Huancaina sauce, the cheesy and spicy cream that serves as the topping for the traditional Papa a la Huancaina, is one of those culinary tokens that enhance almost any savory dish. Similar to Salsa Criolla, in Peru we use this sauce, which is famously perfumed and colored with the one and only aji amarillo from the Andes, in any and every dish of our liking. It can be found as a dip for fried yucca sticks, quail eggs, or chifles at every party. Pour it over a large plate of smoking arroz con pollo, mix it with arborio rice to turn it into a risotto, or with quinoa to make an original quinotto.
Pasta with Huancaina sauce has become increasingly popular in recent years, and is now served in many restaurants, almost always accompanied by steak.

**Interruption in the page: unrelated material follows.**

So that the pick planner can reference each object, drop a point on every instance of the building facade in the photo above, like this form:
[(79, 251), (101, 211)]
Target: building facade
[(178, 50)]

If the result is too simple for you, then you’re probably not Peruvian! You can stir-fry any veggies of your choice and serve them on top. This will give you a colorful and full meal.
- 6 fresh ají amarillo (or use ½ cup ají amarillo paste)
- ⅓ cup vegetable oil
- ½ red onion, chopped
- 2 garlic cloves, chopped
- ½ cup evaporated milk
- 1 cup queso fresco, diced (fresh white cheese)
- 4 soda crackers
- 1 pound penne or any other pasta shape
- 1½ cups milk
- Parmesan cheese, grated
- Parsley leaves to garnish
- Slice the ají amarillo in half, take out the seeds and veins, and chop. You may blanch them to peel easily.
- Heat the vegetable oil in a skillet over medium heat. Add onion and garlic, and stir for about 4 minutes. Add the chopped ají and cook for 3 extra minutes. Turn off the heat and cool.
- Transfer the vegetables to a blender vase. Add milk, cheese, crackers, and salt. Process until very smooth, adding a little more milk if necessary.
- Cook the pasta in a saucepan with salted boiling water.
- In the meantime, transfer the huancaína sauce to a skillet and heat over medium heat, adding the additional milk.
- Drain the pasta and combine with the huancaína sauce. Serve in four plates and sprinkle with Parmesan cheese. Garnish with parsley leaves.